Refer Baby Sleep for more information
Evidence is emerging from Sydney University that sleep loss causes permanent damage. Sleep is important for development, particularly in children – it’s when the brain and body grows.
The data coming through indicates that children with poor sleep and snoring will have a lower IQ, not just during the sleep deprivation period, but subsequent to that.
A study in America found that children who were identified by their parents as snorers at ages four and five had lower than average IQs. (Up to 10.3% of all children experience snoring occasionally and approximately 5.6% of children are habitual snorers.)
Growth spurts have also been known to happen after children with apnea have been treated.
Food additives are a huge issue with children and babies. Food additives have been associated with many adverse conditions which effect sleep and general health. The problems include hyperactivity, restlessness, insomnia, anxiety, unexplained tiredness, irritability, growing pains, night walking, night terrors. Babies can be affected through breast milk.
Please refer to the Food Additives section on the nutrition page for detail on this most important issue.
A special DVD is available which explains the behavioral effects of food additives.
TEENAGERS AND ADOLESCENTS
Growth hormones are secreted in teenagers in that deepest phase of sleep, slow-wave sleep. Humans have more of this sort of sleep as teenagers than at any other stage of their life.
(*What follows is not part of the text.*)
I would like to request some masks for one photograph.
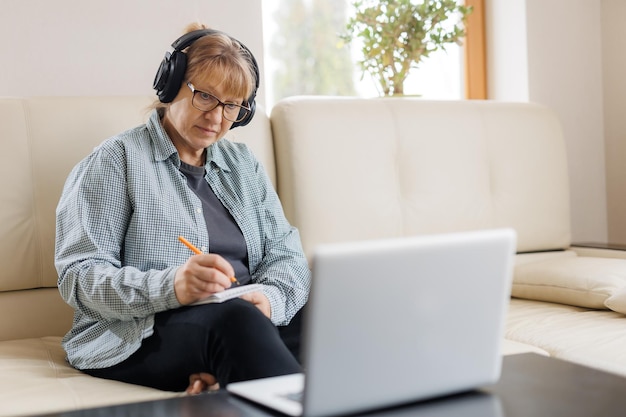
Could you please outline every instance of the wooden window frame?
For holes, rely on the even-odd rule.
[[[487,99],[487,53],[485,41],[485,1],[465,0],[474,8],[468,16],[465,35],[465,98]]]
The importance of this deep sleep to teenagers is compounded by findings that teenagers have different sleep patterns: they need to sleep for longer and they have a later sleep cycle (“sleep phase delay”) than either children or adults.
Yet they are forced to conform to the early-morning alarm clock.
The American National Sleep Foundation has reported that the Manatee County School Board, Florida, lobbied (and achieved) to put back the start time of the high school day to cater for the sleep phase delay. The Foundation also presented a symposium on that issue in Denver Colorado in June 2005.
Couple this information with the evidence from the University of Chicago’s Eve Van Cauter who says that people who aren’t getting enough sleep risk getting fat. The leptin levels (a hormone that signals to the body that you’re full) found in men who were limited to four hours sleep per night were reduced (at a similar level to those of people who were underfed by 400 kilojoules a day for three days). Another study indicated that sleep deprived people tended to crave chocolate and starchy and salty foods.
The teenagers and adolescent years are a period of body change and body consciousness. Not having enough sleep might encourage them to become out of balance with their eating habits.
Exams, assignments and other schoolwork; competitive sport; the sophistication of television, movies and music; socializing and peer pressure – they all add to the stress levels experienced by teenagers. It’s a very steep learning curve for them!
If your teenage kids want to sleep in on the weekend, be kind.
Refer Babies & Children for more information.
More information on menopause is coming, but in the meantime my best advice is to obtain the book The Wisdom of Menopause by Dr Christiane Northrup MD.
And have you noticed that after menopause you may have become hotter than your partner in bed, when you were previously cooler? Might be time to reverse your Compatibility Blanket?
The belief that we need less sleep as we age is apparently not true
As we age a number of factors come into play:
- Our bodies produce less melatonin than when we were young.
- Older people have more challenges with medical conditions such as restless legs syndrome, arthritis, heart and lung diseases and the effects of multiple medications. They can often deal with more sleep disturbances because of that.
- Fragmented sleep will disturb sleep and make older people complain of tiredness, display bad temper and feel depressed. Non-REM sleep (the deeper levels of sleep with the slower theta and delta brain rhythms) can become an issue when you spend more time in bed, but less time sleeping.
Research in the United States has found increasing aerobic fitness can increase the proportion of the deeper sleep by about a third. Exercise, again, being a highly recommended remedy for sleeplessness.